Et voilà un superbe ouvrage publié chez Verticales, une maison d’édition dont on ne parle pas assez sur Froggy’s delight alors qu’ils ont un catalogue riche de belles publications. Ce n’est donc pas une surprise de retrouver Claire Fercak publiée chez cette maison d’édition.

Claire Fercak est née en 1982, vit et travaille à Paris. Elle est l’auteure de deux romans aux éditions Verticales : Rideau de verre paru en 2007 et Histoires naturelles de l’oubli en 2015. Son nouveau roman, Ce qui est nommé reste en vie, est de toute beauté.

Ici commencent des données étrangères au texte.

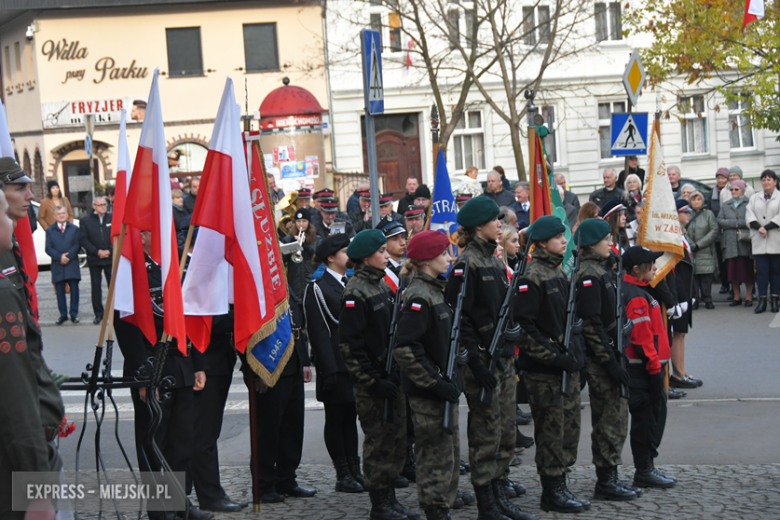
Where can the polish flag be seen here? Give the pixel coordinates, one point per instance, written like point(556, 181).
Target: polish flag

Ultime chambre d’échos d’un hôpital, l’ouvrage que nous propose Claire Fercak donne à entendre les voix d’un groupe de patients qui, atteints d’une incurable tumeur au cerveau, ont encore beaucoup de choses à exprimer, entre éclairs de lucidité, affabulations drolatiques et hantises familières. En alternance avec cette matière sensible et souvent poétique, l’auteure inclut aussi les proches, plongés des mois durant dans cette même aventure intérieure, avant d’affronter l’épreuve du deuil. Ainsi imbriquées, toutes ces bribes portent paradoxalement des moments de répit et les derniers ressorts d’un élan vital.

Dédié à sa maman, l’ouvrage débute par un premier chapitre, Hypernuit, d’une beauté sidérante. Le style est donné, nous avons à faire à une auteure qui sait manier les mots et les maux. Le reste de l’ouvrage ne saurait nous contredire.

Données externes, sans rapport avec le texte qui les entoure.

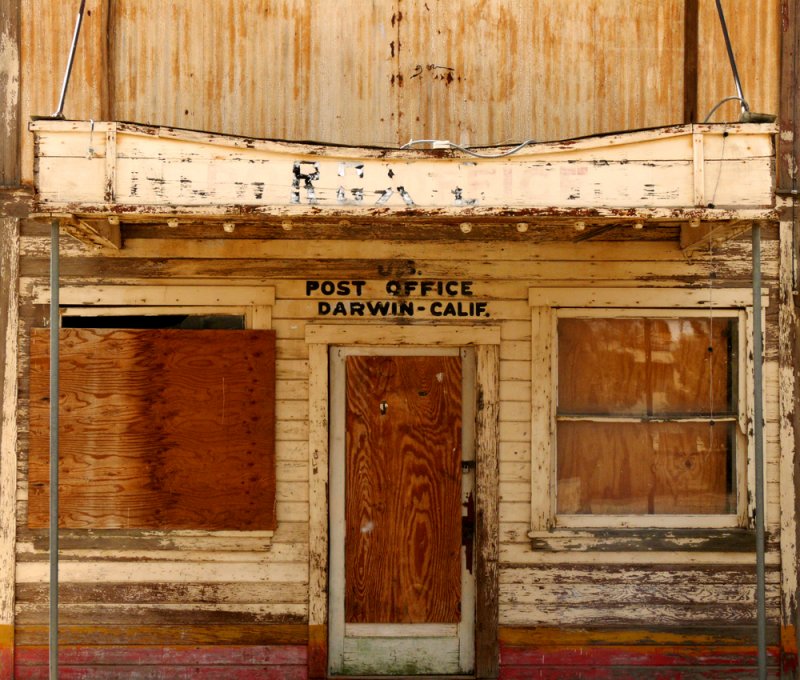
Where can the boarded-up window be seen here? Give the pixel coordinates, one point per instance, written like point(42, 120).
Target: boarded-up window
point(646, 418)
point(159, 429)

Au travers de l’ouvrage, l’auteure explore avec pudeur l’expérience de la maladie et la perte d’un proche. Elle appréhende aussi l’incurabilité de la maladie, se questionnant sur ce que peuvent encore espérer les personnes qui en sont touchés et en même temps se demande comment les familles peuvent faire face à un combat perdu d’avance. Vient ensuite la question du départ, de l’absence de l’être cher, de cette Hypernuit et de la nécessité de vivre encore après l’effacement du proche.

Dans l’hôpital qu’elle nous décrit, les patients sont atteints d’un glioblastome, une maladie qui provoque une dégénérescence du cerveau. L’ouvrage est construit autour de deux formes de chapitres, certains s’adressant à nous sous la forme du vouvoiement et d’autres portant des numéros de chambre, celles des nombreux malades présents dans l’hopital.

Les chapitres destinés à vous sont le témoin du calvaire vécu par le malade et ses accompagnants. Elle détaille aussi parfois les aspects de la maladie, confirmant que l’auteure a dû s’appuyer sur son expérience personnelle et la maladie de sa mère pour nous écrire ses mots. Cela apporte une grande sincérité à l’ouvrage qui nous touche, forcément.

Les chapitres qui portent des numéros de chambre sont des temps de parole débridé donnés aux malades. Evidemment, le style d’écriture n’est plus du tout le même que pour les autres chapitres. Le poids émotionnel des chapitres précédents descend d’un niveau par des bribes d’humour, des courts récits de patients délirants. On comprend néanmoins au travers de ces chapitres comment évolue la maladie, comment le cerveau de ces malades est frappé de dégénérescence, sans pouvoir rien n’y faire.

Alors voilà, Ce qui est nommé reste en vie est un livre sublime, celui d’une grande auteure qui écrit merveilleusement bien. En s’appuyant sur son expérience personnelle, l’auteure nous offre un ouvrage qui touche à l’universel car on a tous été touché par le départ d’un être cher. Elle offre d’autant plus un formidable ouvrage à sa maman qui touche le lecteur.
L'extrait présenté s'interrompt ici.